We know what
Eric Cantor thinks about Labor Day. But Eric Cantor gets to run his mouth all the time. In this election year, union members and their families had some thoughts we should be paying attention to. The daughter of an IBEW member writes that
"my father built this":
When I was in college, my dad, with pride, gave me an alabaster brick taken from his job site at the (then called) Standard Oil Building. They had just completed the work on the beautiful, stark white building. "I helped build this," he told me. "Keep it and show it to your kids someday, and remind them that their grandfather helped build this great city." It is as ludicrous for Mitt Romney to say "I built this" as it would have been for my father to take sole responsibility for creating the Amoco Building. Nobody builds anything themselves, with no help from government, from stone masons, electricians, plumbers, pipe-fitters, truck drivers, teachers, policemen, firemen. It's especially fitting to remember that on this Labor Day.
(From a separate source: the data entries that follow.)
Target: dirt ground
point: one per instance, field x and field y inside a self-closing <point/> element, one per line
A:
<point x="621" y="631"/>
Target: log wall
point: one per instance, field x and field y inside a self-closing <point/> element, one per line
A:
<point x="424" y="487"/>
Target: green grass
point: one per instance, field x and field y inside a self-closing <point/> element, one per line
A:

Daily Kos diarist and third-generation sheet metal worker
Todd Farally also thinks back to his father's words as he looks at the choice in this election:
We in the building trades have really hit a rough patch. I was laid off for twenty four months straight from late 2009 to late 2011, was lucky enough to work for seven and a half months and am currently laid off again. I know what it’s like to wake up feeling that all you want to do is go to work, to feel like you have a purpose, and the fear of uncertainty. But things can get much worse if we either don’t vote at all or vote for people that will work against our economic interests. And saying you’ve always voted Republican is not an excuse because you simply don’t want to face the fact that your party has turned on you. I can understand that - change is hard, but betrayal is even worse, and you have to ask yourself: What has this party said or done to deserve my vote? Speaking as a union member, I can say that the Republicans seem to say and do more and more against us and our families. As my Dad used to say, “Always vote your job, because the other guy sure as hell is.”
A fair day's wage
- Some workers at the RNC were paid below minimum wage, thanks to deductions from their paychecks for uniforms.
- Which is still more than masseuses at the "Huffington Post Oasis" were paid, which was nothing.
- Organizing the South is a tough lift for unions, as for Democrats and other progressives. But that's not to say it's not worth trying.
- An especially meaningful Labor Day for TSA workers.
State and local legislation
Miscellaneous
- North Carolina unions are offering the opportunity to hug a thug.